Holacracy, however, critically requires a disciplined and truthful mindset among employees and teams to work properly, for Morgan this is why some companies fail to implement this model, “...the reality is, is that if you're lousy at time management and self-discipline to begin with, you're going to be an even worse remote working, it's just gonna bring out the worst traits that you have in terms of your professional or even your personal capabilities. It's not a band-aid to making work great or easier.”She then adds, “...you have to have a certain mindset, you have to hire the right way. You have to have processes and processes in place and things like that. It's not something that you just wake up one day and decide, oh, I'm going to do this and I don't need to do any work to make it happen. It does take work for sure. But I think that’s the nature of remote working, I see these tools and I'm sure that you have consulted with organizations who do this to you know, they have like a screen recording and they have timesheets and all this kind of things. And it's like, Where's the trust?”.


“We still need to have good bosses and companies that treat workers with respect and I will say that one of the things that we do is to still hire freelancers on a project basis. And so one of the platforms that we use is Upwork. And when we have any Freelancer we hire, we have them turn the time tracking off the screen share time tracking on their computer off. And it takes trust from them because there are some ramifications on their end in terms of, you know, payment and things like this. But for us, it's like, I don't need to see what you're doing. And secondly, it's a privacy concern, right? That's being captured. And that could be customer information. It could be any number of things. And we'd actually don't want that being stored somewhere that we don't have control over. So it's twofold. And you know, people freelancers are generally not used to working like that. They're like, what, wait, you trust me to do this? Yeah. You have a five-star rating. You've earned $50,000 like yes, I trust you’ll come and do the work.”

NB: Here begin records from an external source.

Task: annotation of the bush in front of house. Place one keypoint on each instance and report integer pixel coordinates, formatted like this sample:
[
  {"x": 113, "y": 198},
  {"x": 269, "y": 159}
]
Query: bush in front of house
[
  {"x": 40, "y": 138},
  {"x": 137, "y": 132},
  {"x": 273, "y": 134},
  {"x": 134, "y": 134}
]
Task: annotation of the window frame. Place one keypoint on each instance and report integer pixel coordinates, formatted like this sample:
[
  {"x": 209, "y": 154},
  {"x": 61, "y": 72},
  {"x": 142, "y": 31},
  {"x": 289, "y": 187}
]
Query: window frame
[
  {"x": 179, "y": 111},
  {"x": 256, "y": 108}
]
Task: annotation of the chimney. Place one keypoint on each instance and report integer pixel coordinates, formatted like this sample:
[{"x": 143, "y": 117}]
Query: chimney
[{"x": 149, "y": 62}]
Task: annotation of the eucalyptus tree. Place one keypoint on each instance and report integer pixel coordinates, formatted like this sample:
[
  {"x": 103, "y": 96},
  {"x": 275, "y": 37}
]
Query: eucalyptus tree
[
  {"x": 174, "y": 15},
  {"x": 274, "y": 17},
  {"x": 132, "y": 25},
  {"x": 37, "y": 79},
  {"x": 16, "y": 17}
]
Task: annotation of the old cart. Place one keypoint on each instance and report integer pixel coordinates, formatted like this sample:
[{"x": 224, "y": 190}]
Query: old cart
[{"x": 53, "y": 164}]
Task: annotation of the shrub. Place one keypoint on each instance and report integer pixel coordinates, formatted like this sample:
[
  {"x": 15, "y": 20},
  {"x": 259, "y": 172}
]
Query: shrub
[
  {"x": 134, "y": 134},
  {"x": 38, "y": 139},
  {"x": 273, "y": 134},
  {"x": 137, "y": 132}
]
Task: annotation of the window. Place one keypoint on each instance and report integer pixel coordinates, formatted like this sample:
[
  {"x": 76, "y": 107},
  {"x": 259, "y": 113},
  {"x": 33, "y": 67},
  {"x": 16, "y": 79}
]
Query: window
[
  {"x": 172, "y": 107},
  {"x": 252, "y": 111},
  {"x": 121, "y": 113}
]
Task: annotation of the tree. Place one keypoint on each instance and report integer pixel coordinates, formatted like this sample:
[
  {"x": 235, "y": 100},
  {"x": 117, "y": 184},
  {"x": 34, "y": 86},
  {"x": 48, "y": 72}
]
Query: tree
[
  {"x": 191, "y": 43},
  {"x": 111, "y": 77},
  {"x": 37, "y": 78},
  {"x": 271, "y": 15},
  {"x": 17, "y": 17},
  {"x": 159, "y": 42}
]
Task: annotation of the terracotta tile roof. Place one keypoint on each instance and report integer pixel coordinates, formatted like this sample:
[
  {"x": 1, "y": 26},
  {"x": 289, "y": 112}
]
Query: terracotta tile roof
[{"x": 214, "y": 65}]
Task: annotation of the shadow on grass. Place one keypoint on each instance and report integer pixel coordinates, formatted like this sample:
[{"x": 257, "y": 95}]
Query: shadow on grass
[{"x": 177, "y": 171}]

Managing Holacracy Through Different Time Zones


Excellency knows no international boundaries, and so it’s very common to find incredible people that suit an available position and align well with your company’s culture and ethic. For Morgan this is especially interesting - “...one thing that I realized really early on is that your best talent and your best people can be anywhere. If it doesn't matter when the job gets done, it then doesn't matter where your people are located. Because we work asynchronously. So actually, what's really cool is when I'm sleeping, there are people getting things done. Right. And because we work on this holacracy framework, there's a lot of freedom to make decisions. So we don't make decisions by consensus. And there's no need to wait eight or 10 hours for someone to get up to get online.”


Holacracy plants a deep understanding of self-discipline from employees and trust from managers, but in the end, reaping its benefits can turn a traditional business into an extremely efficient enterprise no matter how complex its structure or how many teams are working on-site or abroad.